El cuerpo de los libros
Una pregunta íntima: ¿usted mima los libros? ¿Los dobla? ¿Los
estruja con pasión? ¿O los deja inmaculados, como quien respetase
una virginidad? Hay lectores sigilosos y lectores lúbricos. Algunos
prefieren sobrevolar suavemente las páginas, dejando en el libro
una memoria sin huellas. Otros gozan entrando en el libro y
pisoteando sus alfombras, cambiando de sitio los muebles,
frotándose con sus paredes como un animal curioso.
Confieso que estoy entre estos últimos. Aunque, como fetichista,
disfruto enormemente de las ediciones bellas y cuidadas, lo que me
gusta de verdad es profanarlas.

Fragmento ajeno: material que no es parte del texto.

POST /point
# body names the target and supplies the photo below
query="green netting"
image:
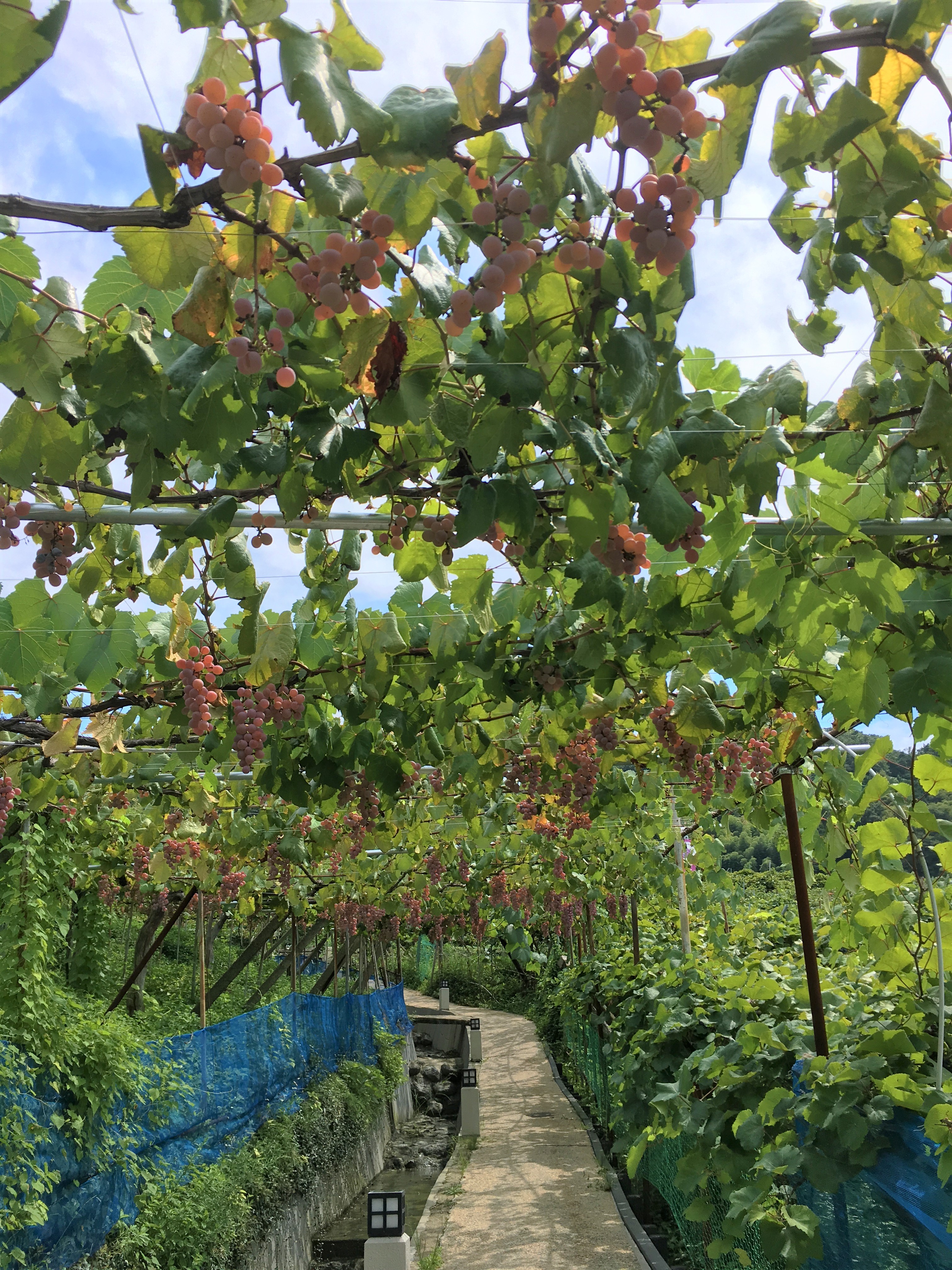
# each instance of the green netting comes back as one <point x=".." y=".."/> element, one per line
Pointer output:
<point x="584" y="1044"/>
<point x="426" y="952"/>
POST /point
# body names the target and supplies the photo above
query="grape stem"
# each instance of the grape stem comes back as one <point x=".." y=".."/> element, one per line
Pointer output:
<point x="97" y="218"/>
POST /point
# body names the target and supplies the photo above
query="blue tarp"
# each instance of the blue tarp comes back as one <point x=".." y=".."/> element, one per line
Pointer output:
<point x="241" y="1074"/>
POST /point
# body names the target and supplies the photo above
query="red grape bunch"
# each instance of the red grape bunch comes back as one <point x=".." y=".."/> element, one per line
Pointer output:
<point x="231" y="136"/>
<point x="503" y="272"/>
<point x="262" y="523"/>
<point x="58" y="544"/>
<point x="199" y="672"/>
<point x="334" y="277"/>
<point x="400" y="518"/>
<point x="691" y="539"/>
<point x="497" y="539"/>
<point x="624" y="553"/>
<point x="439" y="530"/>
<point x="549" y="679"/>
<point x="359" y="789"/>
<point x="8" y="793"/>
<point x="658" y="233"/>
<point x="732" y="752"/>
<point x="11" y="516"/>
<point x="604" y="733"/>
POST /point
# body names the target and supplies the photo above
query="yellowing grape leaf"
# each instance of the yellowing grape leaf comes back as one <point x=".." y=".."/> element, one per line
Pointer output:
<point x="478" y="86"/>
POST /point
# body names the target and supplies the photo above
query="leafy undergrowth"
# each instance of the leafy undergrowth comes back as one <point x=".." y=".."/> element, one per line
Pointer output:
<point x="210" y="1217"/>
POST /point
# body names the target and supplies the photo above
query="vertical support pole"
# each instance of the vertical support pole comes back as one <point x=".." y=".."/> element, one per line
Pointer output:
<point x="941" y="968"/>
<point x="682" y="884"/>
<point x="807" y="923"/>
<point x="201" y="959"/>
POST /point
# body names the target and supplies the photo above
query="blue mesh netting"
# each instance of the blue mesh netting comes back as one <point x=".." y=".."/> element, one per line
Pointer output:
<point x="241" y="1074"/>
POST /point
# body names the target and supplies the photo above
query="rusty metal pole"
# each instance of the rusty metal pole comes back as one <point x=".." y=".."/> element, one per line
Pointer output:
<point x="807" y="921"/>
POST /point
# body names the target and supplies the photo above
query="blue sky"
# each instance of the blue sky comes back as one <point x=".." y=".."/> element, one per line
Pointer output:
<point x="76" y="121"/>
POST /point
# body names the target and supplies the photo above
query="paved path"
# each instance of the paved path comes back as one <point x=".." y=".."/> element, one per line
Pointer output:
<point x="534" y="1196"/>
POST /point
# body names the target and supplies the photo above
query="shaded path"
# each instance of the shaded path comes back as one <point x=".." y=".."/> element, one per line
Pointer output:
<point x="534" y="1196"/>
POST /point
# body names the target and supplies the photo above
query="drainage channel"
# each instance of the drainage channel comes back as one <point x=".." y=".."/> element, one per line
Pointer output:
<point x="416" y="1155"/>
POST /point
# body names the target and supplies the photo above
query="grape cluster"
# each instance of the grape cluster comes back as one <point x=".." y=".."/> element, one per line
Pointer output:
<point x="233" y="138"/>
<point x="400" y="518"/>
<point x="411" y="779"/>
<point x="359" y="789"/>
<point x="496" y="536"/>
<point x="622" y="553"/>
<point x="578" y="255"/>
<point x="253" y="709"/>
<point x="11" y="516"/>
<point x="502" y="275"/>
<point x="58" y="544"/>
<point x="8" y="793"/>
<point x="439" y="530"/>
<point x="549" y="679"/>
<point x="333" y="279"/>
<point x="732" y="752"/>
<point x="199" y="672"/>
<point x="262" y="524"/>
<point x="230" y="887"/>
<point x="691" y="540"/>
<point x="648" y="107"/>
<point x="604" y="733"/>
<point x="659" y="228"/>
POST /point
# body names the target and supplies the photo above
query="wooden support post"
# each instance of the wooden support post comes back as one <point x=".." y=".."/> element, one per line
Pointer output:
<point x="682" y="883"/>
<point x="201" y="959"/>
<point x="807" y="921"/>
<point x="148" y="958"/>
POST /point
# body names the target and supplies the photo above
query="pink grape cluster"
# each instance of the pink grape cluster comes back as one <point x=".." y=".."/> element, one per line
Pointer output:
<point x="691" y="540"/>
<point x="230" y="887"/>
<point x="660" y="226"/>
<point x="262" y="524"/>
<point x="622" y="553"/>
<point x="604" y="733"/>
<point x="253" y="709"/>
<point x="334" y="277"/>
<point x="58" y="544"/>
<point x="400" y="518"/>
<point x="439" y="530"/>
<point x="11" y="518"/>
<point x="8" y="793"/>
<point x="234" y="139"/>
<point x="549" y="678"/>
<point x="199" y="672"/>
<point x="648" y="107"/>
<point x="359" y="789"/>
<point x="249" y="356"/>
<point x="732" y="752"/>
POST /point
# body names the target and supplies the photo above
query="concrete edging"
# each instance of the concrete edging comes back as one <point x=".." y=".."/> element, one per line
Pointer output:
<point x="638" y="1233"/>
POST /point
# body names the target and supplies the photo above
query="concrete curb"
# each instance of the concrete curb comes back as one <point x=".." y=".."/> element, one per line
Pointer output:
<point x="638" y="1233"/>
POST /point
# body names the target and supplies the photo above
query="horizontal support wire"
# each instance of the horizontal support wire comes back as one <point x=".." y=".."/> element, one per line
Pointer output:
<point x="181" y="518"/>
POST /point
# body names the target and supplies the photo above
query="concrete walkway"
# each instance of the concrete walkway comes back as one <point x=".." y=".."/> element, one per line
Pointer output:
<point x="532" y="1197"/>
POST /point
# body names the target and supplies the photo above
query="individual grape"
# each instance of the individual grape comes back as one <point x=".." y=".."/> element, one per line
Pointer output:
<point x="215" y="91"/>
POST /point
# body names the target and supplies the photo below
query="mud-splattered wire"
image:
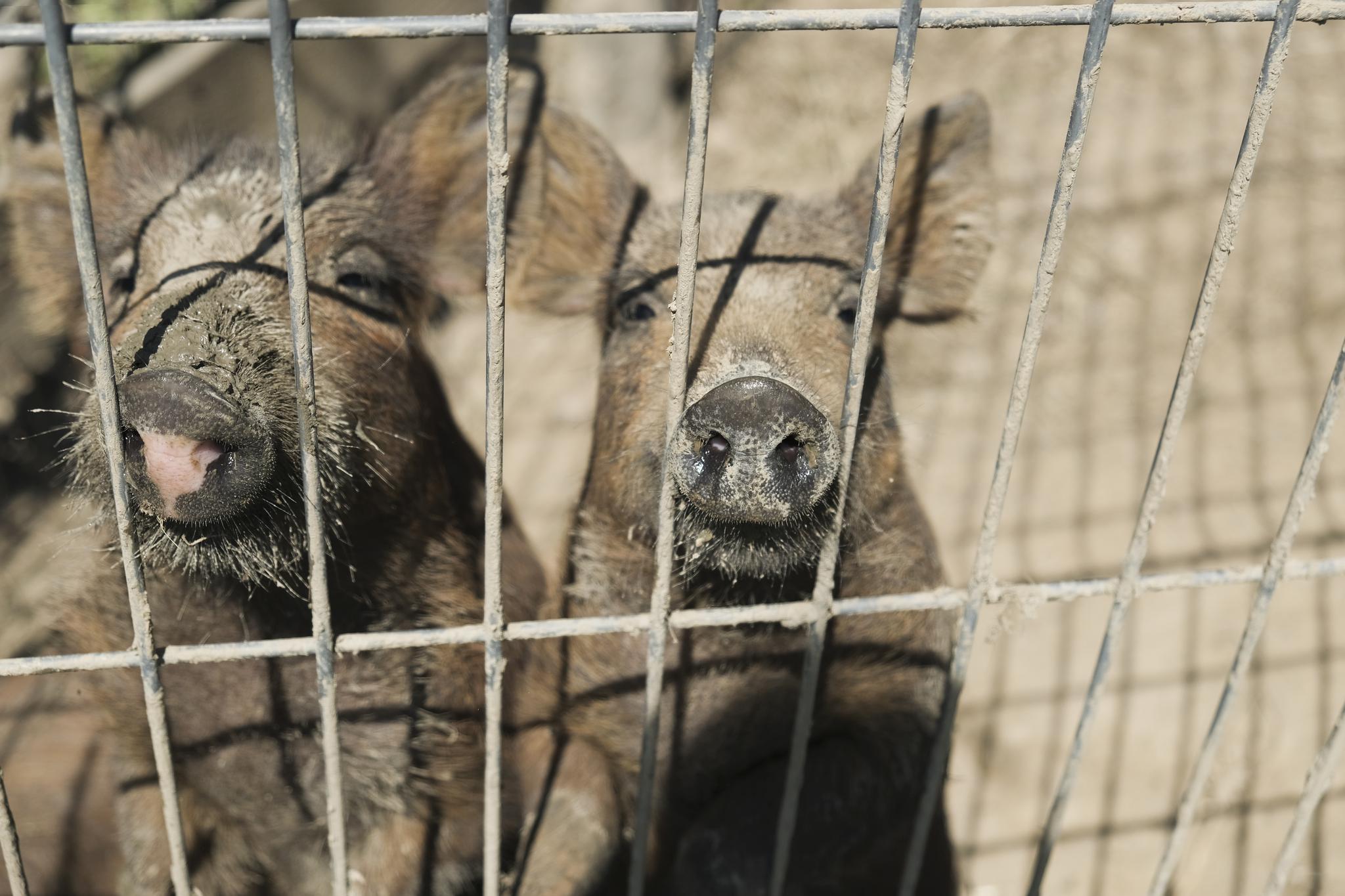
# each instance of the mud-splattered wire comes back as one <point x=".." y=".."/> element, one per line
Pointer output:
<point x="496" y="24"/>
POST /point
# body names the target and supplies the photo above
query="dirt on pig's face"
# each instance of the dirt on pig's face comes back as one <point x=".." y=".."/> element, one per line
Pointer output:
<point x="198" y="303"/>
<point x="757" y="453"/>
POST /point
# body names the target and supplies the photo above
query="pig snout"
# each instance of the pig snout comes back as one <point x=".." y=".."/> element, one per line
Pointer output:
<point x="191" y="454"/>
<point x="755" y="450"/>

Comprar medias de exquisita seda
para luego probarlas con los dientes. Quizá por eso, salvo
excepciones voluminosas, me intimidan las tapas duras: son libros
más para mirar que para sostener en brazos, más para admirar que
para perder la compostura con ellos. Detesto que los márgenes sean
escasos, porque nunca sé dónde poner los dedos y se me hace difícil
tomar notas. Las tipografías pequeñas -esa anorexia de las
imprentas- me parecen un atentado contra el deseo del lector.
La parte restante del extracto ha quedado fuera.